Hybrid Vapor Chamber-based Cooling System for Power Electronics

Abstract

A hybrid vapor chamber (wick-lined evaporator and wickless condenser) is fabricated and tested on a custom-made power electronic setup to demonstrate its efficacy in cooling power-semiconductor devices. The cooling method omits some metal-wick structures from the interior of the vapor chamber and replaces them with wickless, surface-energy patterned planar components. The heat sources of the tested setup are two N-Channel Metal-Oxide-Semiconductor Field-Effect Transistors (MOSFETs) of TO-247-3 packaging, which are connected in parallel to achieve higher current capability. These MOSFETs are dated Si-based semiconductor devices with very high conduction resistance, with the purpose to emulate high-power applications on a low-power experimental setup with reduced cost.

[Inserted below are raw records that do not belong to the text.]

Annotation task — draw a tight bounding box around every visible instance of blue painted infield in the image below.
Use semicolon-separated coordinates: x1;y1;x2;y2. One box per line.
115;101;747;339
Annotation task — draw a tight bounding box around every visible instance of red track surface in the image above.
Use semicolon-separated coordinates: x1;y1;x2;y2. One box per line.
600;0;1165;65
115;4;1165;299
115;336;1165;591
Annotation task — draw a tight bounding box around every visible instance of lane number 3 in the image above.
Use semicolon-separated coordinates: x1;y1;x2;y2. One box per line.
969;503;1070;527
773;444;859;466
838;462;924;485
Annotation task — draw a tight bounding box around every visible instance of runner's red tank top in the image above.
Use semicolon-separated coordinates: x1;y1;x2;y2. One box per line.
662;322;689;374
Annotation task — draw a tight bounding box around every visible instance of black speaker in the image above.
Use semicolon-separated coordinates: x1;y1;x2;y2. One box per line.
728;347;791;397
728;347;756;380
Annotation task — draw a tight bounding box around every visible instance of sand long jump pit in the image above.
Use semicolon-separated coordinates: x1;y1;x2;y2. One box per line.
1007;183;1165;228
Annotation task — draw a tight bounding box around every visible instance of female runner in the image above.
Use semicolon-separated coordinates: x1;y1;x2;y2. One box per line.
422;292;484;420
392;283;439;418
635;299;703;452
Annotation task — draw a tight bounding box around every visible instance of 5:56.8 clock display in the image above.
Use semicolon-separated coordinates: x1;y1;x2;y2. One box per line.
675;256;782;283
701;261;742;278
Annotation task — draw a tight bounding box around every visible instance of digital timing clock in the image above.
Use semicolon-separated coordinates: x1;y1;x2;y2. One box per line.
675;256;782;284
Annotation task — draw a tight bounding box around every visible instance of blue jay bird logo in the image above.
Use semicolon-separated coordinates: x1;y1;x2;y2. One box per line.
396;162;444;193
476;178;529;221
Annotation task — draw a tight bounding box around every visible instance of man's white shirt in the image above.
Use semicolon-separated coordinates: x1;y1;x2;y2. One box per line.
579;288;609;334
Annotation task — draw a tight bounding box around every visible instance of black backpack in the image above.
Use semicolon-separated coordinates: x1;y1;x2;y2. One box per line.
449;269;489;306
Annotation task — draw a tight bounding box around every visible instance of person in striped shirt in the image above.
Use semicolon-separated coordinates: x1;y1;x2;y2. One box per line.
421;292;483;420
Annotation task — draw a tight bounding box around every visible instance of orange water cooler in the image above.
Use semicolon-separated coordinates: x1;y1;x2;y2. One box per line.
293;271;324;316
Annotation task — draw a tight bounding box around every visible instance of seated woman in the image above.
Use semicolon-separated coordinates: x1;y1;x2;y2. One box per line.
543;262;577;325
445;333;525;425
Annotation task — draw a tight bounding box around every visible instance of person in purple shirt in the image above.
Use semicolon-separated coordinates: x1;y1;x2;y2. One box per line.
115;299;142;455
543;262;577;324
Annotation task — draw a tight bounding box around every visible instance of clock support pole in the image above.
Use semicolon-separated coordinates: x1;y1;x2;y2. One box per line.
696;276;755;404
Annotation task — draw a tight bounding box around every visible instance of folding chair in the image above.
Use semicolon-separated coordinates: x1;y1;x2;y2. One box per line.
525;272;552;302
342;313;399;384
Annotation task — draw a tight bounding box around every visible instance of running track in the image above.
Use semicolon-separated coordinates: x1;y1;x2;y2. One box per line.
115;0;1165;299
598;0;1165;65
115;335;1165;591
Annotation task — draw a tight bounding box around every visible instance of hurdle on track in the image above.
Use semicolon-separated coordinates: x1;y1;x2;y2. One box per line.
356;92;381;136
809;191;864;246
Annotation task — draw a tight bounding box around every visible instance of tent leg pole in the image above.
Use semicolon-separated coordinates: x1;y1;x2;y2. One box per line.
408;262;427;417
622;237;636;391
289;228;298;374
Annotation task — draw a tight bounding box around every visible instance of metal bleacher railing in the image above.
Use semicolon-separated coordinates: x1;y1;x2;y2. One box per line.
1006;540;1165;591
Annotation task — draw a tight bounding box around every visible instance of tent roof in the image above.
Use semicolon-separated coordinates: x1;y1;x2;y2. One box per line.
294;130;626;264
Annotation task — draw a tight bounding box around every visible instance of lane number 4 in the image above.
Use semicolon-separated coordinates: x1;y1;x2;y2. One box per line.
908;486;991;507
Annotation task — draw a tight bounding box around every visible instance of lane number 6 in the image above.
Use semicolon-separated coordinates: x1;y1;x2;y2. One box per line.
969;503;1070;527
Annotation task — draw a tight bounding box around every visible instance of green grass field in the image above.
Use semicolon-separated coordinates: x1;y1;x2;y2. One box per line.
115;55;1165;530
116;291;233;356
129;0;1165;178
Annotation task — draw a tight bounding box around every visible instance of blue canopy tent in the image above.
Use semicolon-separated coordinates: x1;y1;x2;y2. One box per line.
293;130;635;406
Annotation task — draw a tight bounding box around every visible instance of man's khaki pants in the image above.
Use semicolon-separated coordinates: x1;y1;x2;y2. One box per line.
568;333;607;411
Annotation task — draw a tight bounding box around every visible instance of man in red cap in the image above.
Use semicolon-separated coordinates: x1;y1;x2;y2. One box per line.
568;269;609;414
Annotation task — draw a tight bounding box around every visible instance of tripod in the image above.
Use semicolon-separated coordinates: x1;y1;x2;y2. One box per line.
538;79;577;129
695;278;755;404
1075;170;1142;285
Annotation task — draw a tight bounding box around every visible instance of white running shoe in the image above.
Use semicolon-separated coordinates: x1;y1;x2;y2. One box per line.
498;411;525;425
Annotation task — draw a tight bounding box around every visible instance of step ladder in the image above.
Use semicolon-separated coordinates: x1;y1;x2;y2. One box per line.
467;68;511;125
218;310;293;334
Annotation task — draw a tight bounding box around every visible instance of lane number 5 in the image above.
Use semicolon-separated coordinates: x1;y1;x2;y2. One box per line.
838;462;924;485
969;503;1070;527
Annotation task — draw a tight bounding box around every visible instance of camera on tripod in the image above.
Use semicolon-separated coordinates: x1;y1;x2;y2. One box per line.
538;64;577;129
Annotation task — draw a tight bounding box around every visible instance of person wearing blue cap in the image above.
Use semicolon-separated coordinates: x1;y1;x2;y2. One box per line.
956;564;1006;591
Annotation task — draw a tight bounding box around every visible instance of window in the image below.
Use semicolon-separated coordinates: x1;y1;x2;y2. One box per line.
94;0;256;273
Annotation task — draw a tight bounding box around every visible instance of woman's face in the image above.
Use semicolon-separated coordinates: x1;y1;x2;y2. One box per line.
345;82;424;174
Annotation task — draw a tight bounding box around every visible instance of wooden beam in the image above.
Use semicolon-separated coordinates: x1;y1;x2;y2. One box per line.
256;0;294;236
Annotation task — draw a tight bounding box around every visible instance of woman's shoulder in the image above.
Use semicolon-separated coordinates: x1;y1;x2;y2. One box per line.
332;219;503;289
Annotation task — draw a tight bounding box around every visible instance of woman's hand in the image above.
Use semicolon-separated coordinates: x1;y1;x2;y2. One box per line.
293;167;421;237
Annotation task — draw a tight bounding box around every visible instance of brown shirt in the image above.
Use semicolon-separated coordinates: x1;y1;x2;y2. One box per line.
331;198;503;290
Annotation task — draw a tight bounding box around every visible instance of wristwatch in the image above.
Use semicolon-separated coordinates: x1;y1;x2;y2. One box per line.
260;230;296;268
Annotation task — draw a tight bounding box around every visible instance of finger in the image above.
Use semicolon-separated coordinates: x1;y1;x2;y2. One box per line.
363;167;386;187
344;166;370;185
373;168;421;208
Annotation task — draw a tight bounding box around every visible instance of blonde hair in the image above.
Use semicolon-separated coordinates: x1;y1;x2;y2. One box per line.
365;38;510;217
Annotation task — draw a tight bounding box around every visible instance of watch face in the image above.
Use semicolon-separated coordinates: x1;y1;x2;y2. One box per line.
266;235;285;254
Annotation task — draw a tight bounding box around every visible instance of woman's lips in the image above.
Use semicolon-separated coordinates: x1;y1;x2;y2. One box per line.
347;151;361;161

Furthermore, the two semiconductor devices are switched at high frequency to emulate the modern power electronics' accelerating switching-frequency trend. The experimental setup exemplifies modern power electronics applications; therefore, it can be scaled to other power electronic systems requiring advanced cooling.The thermal-management technique takes advantage of the phase-changing properties of water inside a closed chamber consisting of two opposing flat plates, one serving as an evaporator and the other as a condenser. The condenser's wettability pattern increases the condensation heat transfer coefficient and provides the best method to return liquid to the evaporator. The evaporator plate is a wick-lined surface, with a 500 μm thick copper porous wick that allows the returned condensate to evaporate from the area over the two MOSFETs where heat input -and thus evaporation- is greatest.The current vapor chamber advances our prior work on wickless and wettability-patterned platforms, and it is applied in a power-electronics system, with the potential to improve cooling performance. It demonstrates the adaptability of the design philosophy, which can be tailored to meet special thermal-management demands. The present experimental configuration represents a real-world power electronic implementation and demonstrates the hybrid vapor chamber's potential for specialized cooling applications.